In this project, I've worked with the Titanic Data Set from Kaggle. This is a very famous data set and is often a student's first step in machine learning!
The objective of this project is to predict whether a passenger on the Titanic survived or not using a logistic regression model.
I've used a "semi-cleaned" version of the Titanic dataset. If you use the dataset hosted directly on Kaggle, you may need to do some additional cleaning not shown in this lecture notebook.
- PassengerId: Unique ID for each passenger.
- Survived: Survival (0 = No, 1 = Yes).
- Pclass: Ticket class (1 = 1st, 2 = 2nd, 3 = 3rd).
- Name: Name of the passenger.
- Sex: Gender of the passenger.
- Age: Age of the passenger.
- SibSp: Number of siblings/spouses aboard the Titanic.
- Parch: Number of parents/children aboard the Titanic.
- Ticket: Ticket number.
- Fare: Passenger fare.
- Cabin: Cabin number.
- Embarked: Port of Embarkation (C = Cherbourg, Q = Queenstown, S = Southampton).

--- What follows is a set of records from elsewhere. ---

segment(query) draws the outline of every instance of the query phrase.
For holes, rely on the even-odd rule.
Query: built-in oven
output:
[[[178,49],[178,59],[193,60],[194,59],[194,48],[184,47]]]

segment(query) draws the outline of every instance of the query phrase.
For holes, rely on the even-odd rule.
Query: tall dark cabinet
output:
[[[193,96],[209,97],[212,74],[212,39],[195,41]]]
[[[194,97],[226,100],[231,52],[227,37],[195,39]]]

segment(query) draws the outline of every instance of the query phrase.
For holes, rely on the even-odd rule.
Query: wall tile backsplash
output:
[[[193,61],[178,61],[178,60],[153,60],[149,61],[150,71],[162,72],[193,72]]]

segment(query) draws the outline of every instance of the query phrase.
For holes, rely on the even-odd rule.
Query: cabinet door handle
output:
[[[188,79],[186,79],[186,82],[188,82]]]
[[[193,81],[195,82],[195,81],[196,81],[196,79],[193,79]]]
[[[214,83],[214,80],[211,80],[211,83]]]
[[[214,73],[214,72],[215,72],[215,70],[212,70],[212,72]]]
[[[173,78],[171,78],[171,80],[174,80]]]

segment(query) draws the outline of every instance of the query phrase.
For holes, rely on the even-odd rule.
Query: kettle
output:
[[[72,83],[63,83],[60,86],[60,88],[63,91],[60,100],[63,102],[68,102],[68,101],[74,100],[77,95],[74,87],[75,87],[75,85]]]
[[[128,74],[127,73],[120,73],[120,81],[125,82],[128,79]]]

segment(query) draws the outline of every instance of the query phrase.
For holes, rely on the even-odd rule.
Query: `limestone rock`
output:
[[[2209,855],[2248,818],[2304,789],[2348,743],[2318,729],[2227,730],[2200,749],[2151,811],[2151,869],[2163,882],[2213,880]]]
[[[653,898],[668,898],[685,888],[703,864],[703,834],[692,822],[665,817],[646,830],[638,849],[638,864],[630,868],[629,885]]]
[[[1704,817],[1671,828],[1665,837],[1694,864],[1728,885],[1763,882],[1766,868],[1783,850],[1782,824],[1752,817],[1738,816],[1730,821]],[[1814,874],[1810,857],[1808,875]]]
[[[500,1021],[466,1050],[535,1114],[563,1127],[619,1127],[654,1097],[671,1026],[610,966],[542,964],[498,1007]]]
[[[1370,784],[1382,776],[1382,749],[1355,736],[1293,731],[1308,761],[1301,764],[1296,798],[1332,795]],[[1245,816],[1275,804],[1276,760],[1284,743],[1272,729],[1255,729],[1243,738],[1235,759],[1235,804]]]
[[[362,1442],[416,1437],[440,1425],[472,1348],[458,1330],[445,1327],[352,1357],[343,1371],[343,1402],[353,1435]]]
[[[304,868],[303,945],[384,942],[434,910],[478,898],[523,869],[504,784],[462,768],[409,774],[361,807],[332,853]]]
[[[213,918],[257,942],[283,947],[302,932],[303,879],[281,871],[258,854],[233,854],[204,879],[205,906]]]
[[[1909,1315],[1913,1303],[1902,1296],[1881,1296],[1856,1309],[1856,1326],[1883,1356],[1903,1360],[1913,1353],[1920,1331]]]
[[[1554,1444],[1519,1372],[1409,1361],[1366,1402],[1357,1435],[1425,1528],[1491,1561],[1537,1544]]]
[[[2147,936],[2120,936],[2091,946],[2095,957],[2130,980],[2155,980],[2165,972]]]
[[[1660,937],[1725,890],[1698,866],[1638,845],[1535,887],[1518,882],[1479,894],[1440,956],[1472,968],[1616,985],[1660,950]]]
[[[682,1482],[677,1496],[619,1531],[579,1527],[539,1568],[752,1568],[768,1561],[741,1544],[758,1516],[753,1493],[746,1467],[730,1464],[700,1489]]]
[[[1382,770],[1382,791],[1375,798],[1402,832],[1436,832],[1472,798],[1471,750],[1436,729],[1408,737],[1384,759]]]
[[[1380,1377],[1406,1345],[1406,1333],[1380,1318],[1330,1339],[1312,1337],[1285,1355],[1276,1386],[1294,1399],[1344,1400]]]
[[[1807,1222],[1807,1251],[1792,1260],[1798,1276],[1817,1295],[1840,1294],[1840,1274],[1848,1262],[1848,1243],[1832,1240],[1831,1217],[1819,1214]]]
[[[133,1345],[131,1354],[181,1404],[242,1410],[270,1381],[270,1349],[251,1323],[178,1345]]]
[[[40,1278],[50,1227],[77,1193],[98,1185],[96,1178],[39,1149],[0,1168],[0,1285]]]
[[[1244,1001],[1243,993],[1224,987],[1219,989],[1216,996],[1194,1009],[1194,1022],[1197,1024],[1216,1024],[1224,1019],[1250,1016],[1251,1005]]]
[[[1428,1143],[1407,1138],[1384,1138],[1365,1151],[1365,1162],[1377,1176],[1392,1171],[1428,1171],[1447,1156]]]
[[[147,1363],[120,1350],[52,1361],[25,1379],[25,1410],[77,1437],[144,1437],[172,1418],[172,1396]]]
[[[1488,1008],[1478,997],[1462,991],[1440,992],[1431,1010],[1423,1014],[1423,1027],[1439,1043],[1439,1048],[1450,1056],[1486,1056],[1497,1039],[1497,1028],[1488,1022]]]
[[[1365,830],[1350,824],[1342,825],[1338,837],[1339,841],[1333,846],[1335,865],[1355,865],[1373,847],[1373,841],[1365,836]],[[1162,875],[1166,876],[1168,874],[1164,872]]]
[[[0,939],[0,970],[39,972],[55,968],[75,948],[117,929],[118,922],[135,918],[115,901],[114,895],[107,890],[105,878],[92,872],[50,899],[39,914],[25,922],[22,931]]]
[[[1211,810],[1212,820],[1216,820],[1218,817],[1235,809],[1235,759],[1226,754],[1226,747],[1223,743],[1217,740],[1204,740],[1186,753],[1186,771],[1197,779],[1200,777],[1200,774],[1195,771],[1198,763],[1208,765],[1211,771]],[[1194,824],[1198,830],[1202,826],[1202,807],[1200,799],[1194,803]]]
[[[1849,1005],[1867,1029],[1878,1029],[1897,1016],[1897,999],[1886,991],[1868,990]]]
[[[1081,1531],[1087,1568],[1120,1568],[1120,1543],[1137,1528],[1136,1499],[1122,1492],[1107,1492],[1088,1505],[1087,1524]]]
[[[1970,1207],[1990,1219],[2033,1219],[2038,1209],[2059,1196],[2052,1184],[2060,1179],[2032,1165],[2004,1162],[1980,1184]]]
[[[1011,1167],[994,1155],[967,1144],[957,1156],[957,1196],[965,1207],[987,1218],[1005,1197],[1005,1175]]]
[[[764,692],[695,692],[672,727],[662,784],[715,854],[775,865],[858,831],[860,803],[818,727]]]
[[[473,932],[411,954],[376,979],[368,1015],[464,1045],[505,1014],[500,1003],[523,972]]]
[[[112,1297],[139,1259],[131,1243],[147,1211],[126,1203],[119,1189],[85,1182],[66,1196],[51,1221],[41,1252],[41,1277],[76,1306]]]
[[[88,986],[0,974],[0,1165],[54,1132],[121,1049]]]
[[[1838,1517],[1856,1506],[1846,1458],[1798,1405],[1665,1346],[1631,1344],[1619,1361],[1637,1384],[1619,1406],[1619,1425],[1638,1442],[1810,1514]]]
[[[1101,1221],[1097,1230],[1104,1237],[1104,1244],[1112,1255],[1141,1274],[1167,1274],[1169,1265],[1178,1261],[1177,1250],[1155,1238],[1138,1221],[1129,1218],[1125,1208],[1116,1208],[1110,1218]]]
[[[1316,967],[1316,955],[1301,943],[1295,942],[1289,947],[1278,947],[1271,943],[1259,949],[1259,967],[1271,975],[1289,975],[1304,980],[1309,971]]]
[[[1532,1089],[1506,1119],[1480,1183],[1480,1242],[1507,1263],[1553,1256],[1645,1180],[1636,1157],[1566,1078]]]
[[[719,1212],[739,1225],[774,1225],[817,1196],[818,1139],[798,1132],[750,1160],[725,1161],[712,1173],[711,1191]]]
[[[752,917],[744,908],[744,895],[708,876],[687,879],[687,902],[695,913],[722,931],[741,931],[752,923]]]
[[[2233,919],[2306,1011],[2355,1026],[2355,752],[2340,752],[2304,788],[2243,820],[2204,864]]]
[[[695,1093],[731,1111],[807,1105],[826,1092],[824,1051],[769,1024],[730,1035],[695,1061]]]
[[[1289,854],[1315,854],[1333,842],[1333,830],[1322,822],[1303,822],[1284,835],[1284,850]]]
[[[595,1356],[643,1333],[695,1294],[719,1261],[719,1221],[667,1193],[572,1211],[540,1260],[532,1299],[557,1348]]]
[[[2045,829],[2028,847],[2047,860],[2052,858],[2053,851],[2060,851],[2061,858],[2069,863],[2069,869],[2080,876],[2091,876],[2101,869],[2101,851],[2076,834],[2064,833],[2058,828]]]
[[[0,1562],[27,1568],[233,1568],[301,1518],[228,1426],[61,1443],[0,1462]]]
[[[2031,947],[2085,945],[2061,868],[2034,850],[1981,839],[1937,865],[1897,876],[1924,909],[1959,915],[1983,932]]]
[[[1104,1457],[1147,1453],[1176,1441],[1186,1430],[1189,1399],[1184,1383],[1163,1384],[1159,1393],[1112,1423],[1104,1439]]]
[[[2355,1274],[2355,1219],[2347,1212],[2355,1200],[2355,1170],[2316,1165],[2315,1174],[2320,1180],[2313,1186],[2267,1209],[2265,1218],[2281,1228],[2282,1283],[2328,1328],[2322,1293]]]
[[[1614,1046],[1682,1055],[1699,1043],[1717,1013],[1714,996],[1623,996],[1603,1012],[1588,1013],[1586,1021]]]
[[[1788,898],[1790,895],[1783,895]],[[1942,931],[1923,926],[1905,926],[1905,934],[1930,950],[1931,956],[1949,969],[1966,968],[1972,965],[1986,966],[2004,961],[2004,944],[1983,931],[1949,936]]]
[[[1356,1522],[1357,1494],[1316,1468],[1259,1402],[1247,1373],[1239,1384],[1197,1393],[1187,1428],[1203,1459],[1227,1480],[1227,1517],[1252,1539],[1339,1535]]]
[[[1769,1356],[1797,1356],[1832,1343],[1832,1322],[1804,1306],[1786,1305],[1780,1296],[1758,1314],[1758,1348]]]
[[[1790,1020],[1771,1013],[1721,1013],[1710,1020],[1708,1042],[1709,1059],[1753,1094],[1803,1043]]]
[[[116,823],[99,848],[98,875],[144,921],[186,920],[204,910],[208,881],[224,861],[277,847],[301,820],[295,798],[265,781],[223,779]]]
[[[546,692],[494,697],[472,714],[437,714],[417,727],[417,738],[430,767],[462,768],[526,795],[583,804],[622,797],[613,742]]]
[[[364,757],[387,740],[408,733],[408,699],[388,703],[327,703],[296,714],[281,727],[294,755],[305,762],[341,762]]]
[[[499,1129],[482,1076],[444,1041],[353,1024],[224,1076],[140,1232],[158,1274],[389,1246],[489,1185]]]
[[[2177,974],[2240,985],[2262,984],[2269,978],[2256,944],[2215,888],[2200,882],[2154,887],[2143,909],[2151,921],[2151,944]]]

To run this project, you'll need to install the following libraries:
- pandas
- numpy
- matplotlib
- seaborn
- scikit-learn
You can install these using pip:
pip install pandas numpy matplotlib seaborn scikit-learn
- Importing libraries
- Exploratory Data Analysis
- Finding out the missing data attributes
- Cleaning the data
- Converting Categorical features
- Building a Logistic regression Model
- And finally evaluating the results